In supplying the first and only Fairtrade-certified peppers to the North American market, Divemex now aims to bring about a positive change for hundreds of people involved in producing the vegetable in Culiacán, Mexico.

“The Fairtrade certified label found on Divemex coloured sweet bell and mini peppers provides assurance that they were grown in a socially responsible manner,” said CEO Luis de Saracho.

For each 11lb carton of Fairtrade-certified Divemex peppers sold in the US and Canada between now and the end of May, US$0.50 will be placed directly into a bank account owned and managed by the Divemex workers, according to Mr de Saracho.

“As a group, they determine how to spend the funds,” he said.  “They will dedicate the money to their chosen purpose, based on the most critical needs, like scholarships, bus transportation for students at risk of leaving school, and improved healthcare facilities.”

Divemex started the certification process and programme development four years ago, finally receiving certification for 70ha of greenhouses in January.

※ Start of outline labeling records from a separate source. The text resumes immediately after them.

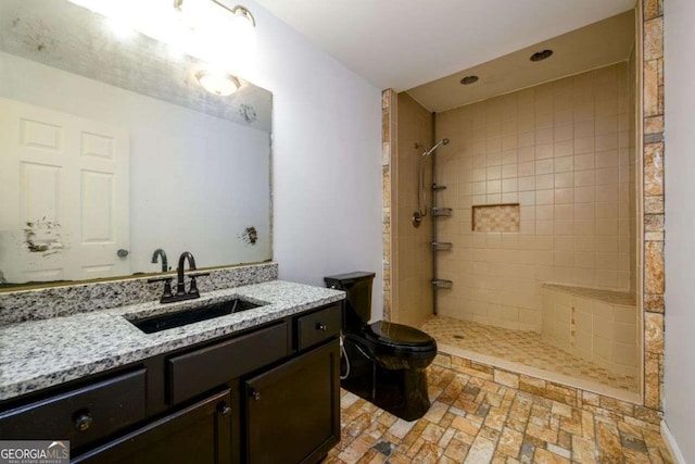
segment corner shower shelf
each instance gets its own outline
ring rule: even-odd
[[[454,246],[447,241],[433,241],[430,243],[430,247],[432,251],[448,251]]]
[[[454,210],[451,208],[432,208],[432,216],[451,216]]]
[[[454,283],[451,280],[444,280],[444,279],[432,280],[432,287],[434,288],[452,288],[453,285]]]

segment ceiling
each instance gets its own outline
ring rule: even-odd
[[[408,90],[430,111],[442,112],[564,76],[607,66],[630,58],[634,45],[634,11],[630,10],[571,33],[488,61]],[[529,58],[553,50],[547,60]],[[464,86],[465,76],[478,76]]]
[[[256,0],[380,89],[439,79],[614,16],[635,0]]]

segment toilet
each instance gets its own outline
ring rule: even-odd
[[[371,316],[375,273],[353,272],[325,277],[330,288],[346,293],[342,321],[341,386],[405,421],[430,407],[425,369],[437,355],[437,342],[415,327]]]

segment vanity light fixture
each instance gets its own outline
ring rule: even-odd
[[[70,0],[215,67],[239,75],[255,62],[253,14],[220,0]]]
[[[227,97],[239,90],[239,79],[225,72],[203,70],[195,73],[195,78],[205,90],[219,97]]]

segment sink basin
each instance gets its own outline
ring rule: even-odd
[[[177,311],[175,313],[161,314],[159,316],[142,317],[139,319],[128,319],[128,322],[146,334],[153,334],[201,321],[226,316],[227,314],[241,313],[262,305],[263,304],[256,304],[251,301],[235,298],[233,300],[213,303],[202,308]]]

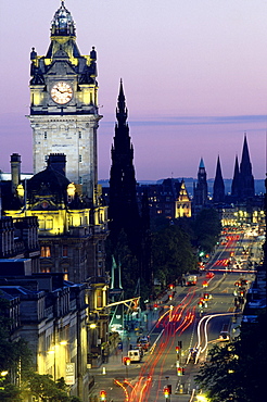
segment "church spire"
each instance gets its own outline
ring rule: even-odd
[[[236,155],[233,178],[232,178],[232,185],[231,185],[231,196],[239,197],[239,194],[240,194],[240,172],[239,172],[238,155]]]
[[[128,110],[126,108],[122,78],[119,83],[119,92],[118,92],[118,98],[117,98],[116,117],[117,117],[118,124],[125,124],[128,117]]]
[[[213,185],[213,202],[225,201],[225,183],[221,174],[219,155],[217,159],[216,174]]]
[[[246,134],[244,134],[244,143],[240,163],[240,192],[241,198],[243,199],[255,196],[254,177],[252,174],[252,164],[246,141]]]
[[[65,8],[64,1],[54,13],[51,22],[51,36],[75,36],[75,24],[69,11]]]
[[[196,186],[194,187],[194,194],[193,194],[194,212],[202,209],[206,203],[207,203],[206,169],[205,169],[203,158],[201,158],[199,172],[198,172],[198,183],[196,183]]]
[[[127,108],[122,79],[117,98],[116,117],[114,145],[111,151],[110,230],[111,237],[116,240],[123,229],[128,236],[131,249],[134,252],[137,252],[140,217],[136,196],[134,147],[129,135],[129,126],[126,122]]]

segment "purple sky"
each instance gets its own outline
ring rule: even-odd
[[[47,52],[60,0],[0,2],[0,169],[31,172],[29,52]],[[267,2],[66,0],[81,54],[98,51],[99,178],[109,178],[124,80],[137,179],[231,178],[244,131],[255,178],[266,172]]]

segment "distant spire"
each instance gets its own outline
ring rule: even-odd
[[[216,174],[213,185],[213,202],[225,201],[225,183],[221,174],[219,155],[217,159]]]
[[[240,183],[239,160],[238,160],[238,155],[236,155],[233,178],[232,178],[232,185],[231,185],[231,196],[232,197],[239,197],[239,193],[240,193],[239,183]]]
[[[69,11],[65,8],[64,1],[54,13],[51,23],[51,36],[75,36],[75,24]]]
[[[200,168],[205,168],[204,161],[203,161],[202,156],[201,156],[201,161],[200,161]]]
[[[127,116],[128,116],[128,110],[126,108],[123,79],[120,78],[119,92],[118,92],[118,98],[117,98],[116,117],[117,117],[118,123],[125,124]]]
[[[252,175],[252,164],[247,147],[246,133],[244,134],[244,143],[240,163],[240,194],[242,199],[255,196],[254,177]]]

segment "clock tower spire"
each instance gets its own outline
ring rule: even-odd
[[[55,11],[46,55],[30,53],[30,114],[34,173],[51,153],[66,155],[66,176],[96,203],[98,111],[97,52],[81,55],[64,1]]]

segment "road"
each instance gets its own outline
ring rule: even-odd
[[[249,282],[253,280],[253,272],[246,268],[231,272],[230,256],[243,255],[242,251],[242,239],[237,235],[230,236],[225,244],[217,248],[206,266],[207,272],[214,273],[213,277],[206,277],[208,274],[203,272],[196,286],[177,286],[173,300],[161,305],[161,314],[150,312],[148,325],[154,324],[150,331],[150,351],[141,363],[125,366],[122,357],[127,354],[127,347],[134,338],[128,339],[124,351],[116,351],[110,357],[104,374],[103,367],[92,370],[96,378],[93,394],[98,395],[104,389],[106,401],[113,402],[195,401],[194,376],[200,364],[206,360],[208,349],[221,342],[218,338],[223,326],[227,324],[231,327],[236,319],[234,284],[240,278],[246,278]],[[201,306],[205,292],[211,298]],[[236,317],[239,312],[241,310],[238,310]],[[180,349],[177,348],[179,342],[182,343]],[[185,374],[178,375],[182,368]],[[168,398],[163,392],[166,386],[171,386]]]

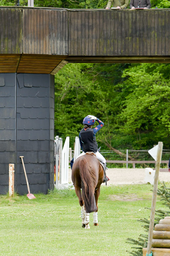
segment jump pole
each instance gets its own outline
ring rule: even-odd
[[[152,241],[152,240],[153,231],[154,226],[154,220],[155,219],[156,195],[157,194],[157,190],[158,189],[159,173],[159,172],[160,164],[161,162],[163,147],[163,143],[162,142],[159,142],[158,143],[158,148],[157,152],[156,161],[156,162],[155,172],[154,178],[154,182],[153,183],[152,198],[152,204],[151,206],[151,211],[150,213],[150,222],[149,229],[147,250],[146,251],[146,256],[152,256],[152,252],[151,252]]]

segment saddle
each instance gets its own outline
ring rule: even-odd
[[[95,153],[94,153],[94,152],[86,152],[86,153],[85,153],[85,155],[90,155],[91,156],[94,156],[95,157],[96,157],[97,158],[97,157],[96,155],[95,154]],[[99,161],[99,160],[98,160],[99,162],[100,165],[102,167],[103,169],[103,171],[104,172],[104,173],[106,173],[106,172],[105,169],[105,168],[104,167],[104,166],[102,164],[102,163],[101,163],[101,162]]]

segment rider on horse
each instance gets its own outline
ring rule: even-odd
[[[99,124],[95,128],[92,128],[92,126],[94,124],[96,120]],[[103,164],[106,171],[106,161],[104,157],[98,151],[98,145],[95,136],[96,133],[102,128],[104,123],[99,118],[90,115],[87,116],[84,118],[83,123],[84,125],[84,127],[79,134],[80,143],[83,152],[78,157],[85,155],[86,152],[94,152],[98,160]],[[104,172],[103,182],[106,182],[106,172]],[[108,180],[107,177],[107,180]]]

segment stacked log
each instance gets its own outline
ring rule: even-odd
[[[152,249],[153,256],[170,256],[170,216],[160,220],[153,231]],[[143,249],[146,256],[146,248]]]
[[[156,248],[170,248],[170,217],[165,217],[156,224],[153,233],[152,246]]]

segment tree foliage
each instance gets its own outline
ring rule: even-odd
[[[34,0],[35,6],[103,8],[107,0]],[[170,1],[151,0],[153,8]],[[27,6],[26,0],[20,5]],[[2,6],[16,1],[0,0]],[[55,135],[75,137],[83,118],[92,114],[105,123],[97,133],[103,148],[150,148],[170,144],[170,84],[168,64],[70,64],[55,76]]]

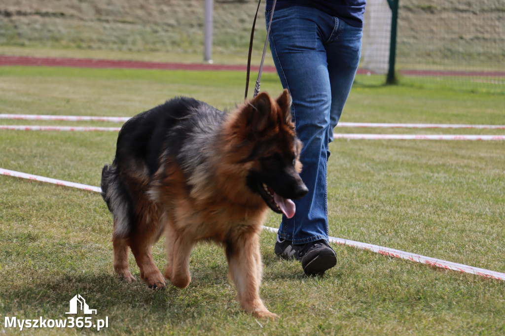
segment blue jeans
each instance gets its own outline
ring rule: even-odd
[[[265,15],[267,22],[270,13]],[[328,144],[360,62],[362,29],[317,9],[295,6],[274,11],[269,41],[282,86],[291,95],[291,113],[304,144],[300,176],[309,193],[283,216],[281,239],[302,244],[328,240],[326,165]]]

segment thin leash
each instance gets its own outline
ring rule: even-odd
[[[272,25],[272,19],[274,17],[274,10],[275,9],[275,3],[277,0],[274,0],[272,4],[272,11],[270,13],[270,21],[268,23],[268,28],[267,29],[267,38],[265,40],[265,46],[263,47],[263,54],[261,57],[261,63],[260,64],[260,71],[258,74],[258,80],[256,81],[256,85],[255,86],[254,95],[252,98],[258,95],[260,93],[260,86],[261,85],[261,74],[263,72],[263,63],[265,62],[265,55],[267,52],[267,46],[268,44],[268,36],[270,35],[270,27]],[[251,54],[252,52],[252,40],[254,38],[254,30],[256,26],[256,19],[258,18],[258,13],[260,10],[260,5],[261,4],[261,0],[258,3],[258,8],[256,9],[256,14],[254,17],[254,21],[252,22],[252,29],[251,30],[251,37],[249,41],[249,53],[247,55],[247,71],[245,78],[245,94],[244,95],[244,99],[247,98],[247,90],[249,88],[249,77],[251,68]]]

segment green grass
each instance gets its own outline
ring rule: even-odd
[[[2,113],[130,116],[184,95],[229,109],[241,101],[244,78],[232,72],[2,67],[0,108]],[[264,74],[262,88],[280,93],[276,75]],[[374,76],[360,76],[342,121],[505,124],[503,111],[500,95],[387,87]],[[0,167],[98,185],[117,136],[0,131]],[[331,236],[505,272],[503,142],[338,140],[330,149]],[[132,258],[138,281],[128,284],[115,276],[111,216],[98,194],[9,177],[0,177],[0,334],[14,333],[4,325],[6,316],[66,318],[68,301],[78,293],[98,310],[97,318],[108,316],[110,327],[102,331],[107,334],[505,333],[503,282],[341,246],[334,247],[336,267],[323,277],[307,278],[299,263],[277,259],[275,236],[268,232],[261,237],[261,296],[281,318],[257,320],[240,311],[220,248],[203,244],[193,251],[187,288],[153,291],[140,280]],[[279,221],[272,213],[266,225],[277,227]],[[162,268],[162,242],[154,254]]]

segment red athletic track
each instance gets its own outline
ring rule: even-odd
[[[9,56],[0,55],[0,66],[32,66],[44,67],[70,67],[72,68],[97,68],[108,69],[145,69],[171,70],[228,70],[244,71],[245,65],[227,65],[205,63],[174,63],[171,62],[150,62],[142,61],[102,60],[98,59],[73,59],[60,57],[35,57],[32,56]],[[259,66],[251,66],[251,71],[257,72]],[[265,66],[263,71],[275,72],[275,67]],[[367,74],[370,72],[362,69],[358,70],[358,74]],[[406,76],[458,76],[505,77],[505,72],[498,71],[438,71],[434,70],[400,70]]]

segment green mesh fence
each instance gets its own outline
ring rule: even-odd
[[[402,84],[505,93],[505,0],[399,5],[395,67]],[[390,9],[386,0],[369,0],[367,11],[361,71],[384,74]]]

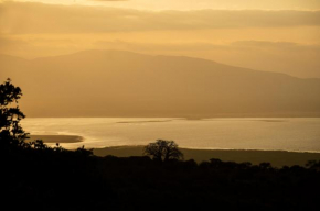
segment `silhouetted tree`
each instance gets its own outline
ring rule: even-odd
[[[183,154],[173,141],[157,140],[145,147],[145,155],[151,156],[154,160],[168,162],[169,159],[183,158]]]
[[[20,125],[20,120],[25,115],[20,111],[18,103],[22,92],[19,87],[14,87],[8,78],[0,85],[0,144],[11,146],[23,146],[28,133]]]

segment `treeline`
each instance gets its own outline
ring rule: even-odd
[[[320,163],[274,168],[211,159],[1,152],[2,206],[32,210],[318,210]]]
[[[1,210],[319,210],[320,162],[274,168],[268,163],[181,160],[172,141],[141,157],[98,157],[25,142],[19,87],[0,85]]]

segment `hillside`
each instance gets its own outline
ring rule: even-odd
[[[28,116],[320,116],[320,79],[119,51],[0,60]]]

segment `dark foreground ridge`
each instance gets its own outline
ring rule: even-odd
[[[95,156],[84,147],[26,142],[19,122],[21,89],[0,85],[1,209],[10,210],[319,210],[320,162],[275,168],[269,163],[180,160],[173,141],[149,156]]]
[[[316,210],[320,163],[152,160],[90,151],[1,148],[1,204],[32,210]]]

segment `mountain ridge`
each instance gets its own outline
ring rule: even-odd
[[[318,78],[193,57],[84,51],[7,68],[31,116],[320,116]]]

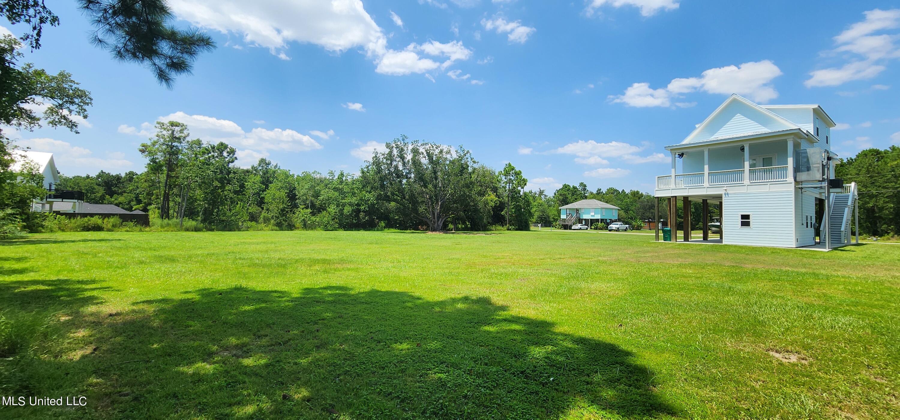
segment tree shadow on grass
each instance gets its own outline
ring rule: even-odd
[[[629,352],[509,315],[487,298],[431,301],[344,287],[299,294],[203,289],[138,302],[121,314],[94,314],[82,327],[90,334],[78,345],[93,350],[76,360],[44,362],[62,383],[43,391],[80,390],[92,415],[673,414],[655,395],[652,373],[634,364]]]
[[[42,244],[73,244],[84,242],[109,242],[121,241],[122,239],[3,239],[0,240],[0,246],[11,246],[15,245],[42,245]]]

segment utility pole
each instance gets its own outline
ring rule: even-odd
[[[832,195],[832,154],[825,149],[825,214],[822,218],[824,223],[825,232],[825,250],[832,249],[832,223],[831,223],[831,195]]]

Oppenheimer chairman, president and CEO, John Anderson, said the company is “genuinely proud” to be involved in the project and noted that the Fairtrade concept resonates well with North American consumers.

“As we’ve seen from the ‘locally grown’ movement, people are more interested than ever in knowing where their food is produced, and by whom,” Mr Anderson said.

“The Fairtrade label operates in the same fashion. Conscientious consumers recognise it as a symbol that the strict social, economic and environmental standards have been met. We’re pleased that Divemex has made this option available for us to offer our customers.”